Feature Implementation Performance
Empirical Bayes moderated t-tests limma-style (Smyth 2004) with exact replication Numba-accelerated (10–100× faster)
Memory-efficient chunked analysis Automatic fallback for >1M probes <4 GB RAM typical
Cell-type deconvolution Reference-based NNLS (Houseman/Horvath-style) Parallel joblib
DMR discovery Sliding-window clustering + gap merging Vectorized
Gene annotation & pathway enrichment IntervalTree + Fisher’s exact (FDR) Sub-second on 450k/EPIC
Coordinate liftover (hg19 ↔ hg38) pyliftover integration Per-region tracking
Biomarker panel discovery & validation RF / Elastic Net + stratified CV Built-in
Robust preprocessing & QC Missingness, group representation, imputation Production-safe

Fully supports Illumina 450K, EPIC (850K), and any custom CpG × sample matrix.

Quick Start

pip install "dmeth[full]"
import pandas as pd

from dmeth.io.readers import load_methylation_data
from dmeth.core.analysis.preparation import filter_cpgs_by_missingness, impute_missing_values
from dmeth.core.analysis.validation import validate_design, validate_contrast
from dmeth.core.analysis.core_analysis import fit_differential
from dmeth.core.downstream.annotation import find_dmrs_by_sliding_window

# 1. Load your data
# beta: CpG x samples matrix
# pheno: sample metadata with a 'group' column
beta = pd.read_csv("beta_matrix.csv", index_col=0)
pheno = pd.read_csv("phenotype.csv", index_col=0)

# 2. Preprocessing
# Drop CpGs with too much missingness
beta_clean, _, _ = filter_cpgs_by_missingness(beta, max_missing_rate=0.2)

# Impute remaining missing values (kNN)
beta_imp = impute_missing_values(beta_clean, method="knn", k=10)

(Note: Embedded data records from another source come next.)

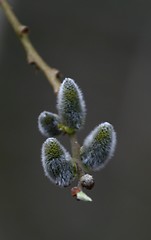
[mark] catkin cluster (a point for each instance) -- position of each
(98, 147)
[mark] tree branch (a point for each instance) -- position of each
(52, 74)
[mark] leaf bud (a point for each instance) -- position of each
(71, 105)
(87, 181)
(98, 147)
(48, 124)
(57, 163)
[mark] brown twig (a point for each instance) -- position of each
(52, 74)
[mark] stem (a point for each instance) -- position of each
(33, 57)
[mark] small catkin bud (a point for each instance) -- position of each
(71, 105)
(87, 181)
(57, 163)
(99, 147)
(48, 124)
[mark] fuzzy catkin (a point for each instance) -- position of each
(57, 163)
(48, 124)
(99, 147)
(71, 105)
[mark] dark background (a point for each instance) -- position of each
(106, 47)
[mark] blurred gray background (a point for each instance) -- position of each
(106, 47)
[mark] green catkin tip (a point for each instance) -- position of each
(71, 105)
(57, 163)
(99, 147)
(48, 124)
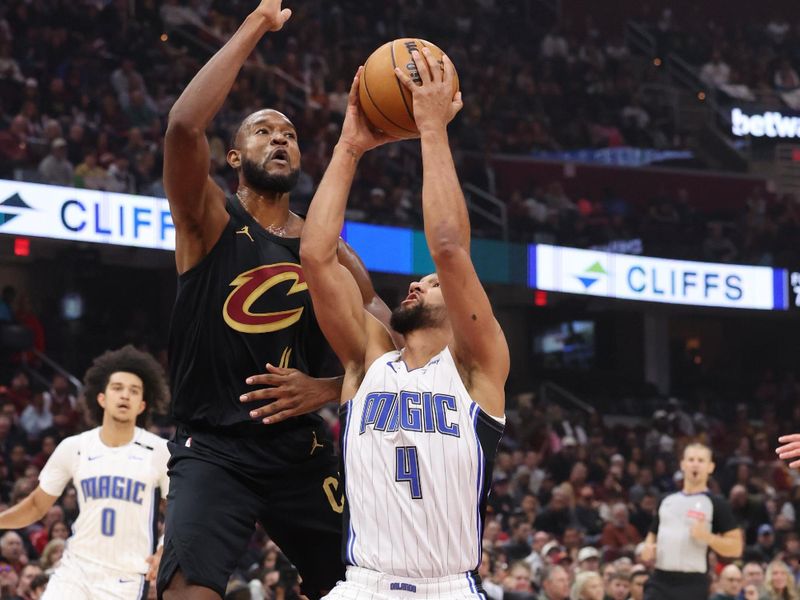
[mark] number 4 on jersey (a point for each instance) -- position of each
(408, 469)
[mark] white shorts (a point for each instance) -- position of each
(365, 584)
(76, 579)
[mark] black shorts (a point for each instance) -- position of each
(673, 585)
(213, 508)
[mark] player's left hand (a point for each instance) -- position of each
(434, 103)
(790, 448)
(699, 531)
(357, 133)
(153, 561)
(292, 393)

# 3. Differential analysis (case vs control)
# Build design matrix from phenotype
design = validate_design(pheno["group"])
contrast = validate_contrast(design, "case-control")

# Fit
res = fit_differential(
    M=beta_imp,
    design=pd.DataFrame(design, index=beta_imp.columns),
    contrast=contrast,
    shrink="smyth",
    robust=True,
)

# 4. Discover DMRs
annotation = pd.read_csv("cpg_annotation.csv", index_col=0)  # must include chr, pos columns
dmrs = find_dmrs_by_sliding_window(
    dms=res[res["padj"] < 0.05],
    annotation=annotation,
    max_gap=500,
    min_cpgs=3,
)

print(f"Found {len(dmrs)} DMRs")
print(dmrs.head())

Installation

# Minimal (no speed, annotation, and other extras)
pip install dmeth

# Recommended: full scientific environment
pip install "dmeth[full]"

# Development
pip install "dmeth[full,dev]"

Optional extras (dmeth[full]):

  • speed: numba, combat (highly recommended)
  • annotation: intervaltree, pyliftover
  • parallel: joblib
  • format: PyYAML, toml, h5py, xlrd
  • plotting: plotly, umap-learn
  • io: pyarrow, tables, openpyxl, xlsxwriter

Optional dev extras (dmeth[dev]):

pytest, pytest-cov, black, isort, flake8, flake8-pyproject, flake8-bugbear, bandit, mypy, mkdocs, mkdocs-material

Documentation

Full documentation with tutorials, API reference, and reproducibility examples: User Guide

Citation

If you use dmeth in your research, please cite:

@software{dmeth2025,
  author = {Afolabi, Dare},
  title = {dmeth: A comprehensive Python toolkit for differential DNA methylation analysis with empirical Bayes moderation and biomarker discovery},
  version = {0.1.1},
  year = {2025},
  publisher = {GitHub},
  url = {https://github.com/dare-afolabi/dmeth},
  doi = {10.5281/zenodo.17684038},
}

References

  • Smyth, G. K. (2004). Linear models and empirical bayes methods for assessing differential expression in microarray experiments. Statistical Applications in Genetics and Molecular Biology, 3(1).
  • Liu, P., & Hwang, J.T.G. (2007). Quick calculation for sample size while controlling false discovery rate with application to microarray analysis. Bioinformatics, 23(6), 739–746.
  • Du, P., Zhang, X., Huang, C.-C., Jafari, N., Kibbe, W.A., Hou, L., & Lin, S. (2010). Comparison of Beta-value and M-value methods for quantifying methylation levels by microarray analysis. BMC Bioinformatics, 11:587.
  • Jung, S.H., Young, S.S. (2012). Power and sample size calculation for microarray studies. Journal of Biopharmaceutical Statistics, 22(1):30-42.
  • Phipson, B. et al. (2016). missMethyl: an R package for analyzing data from Illumina’s HumanMethylation450 platform. Bioinformatics, 32(2), 286-288.

Support

Project details


Download files

Download the file for your platform. If you're not sure which to choose, learn more about installing packages.

Source Distribution

dmeth-0.1.1.tar.gz (95.5 kB view details)

Uploaded Source

Built Distribution

If you're not sure about the file name format, learn more about wheel file names.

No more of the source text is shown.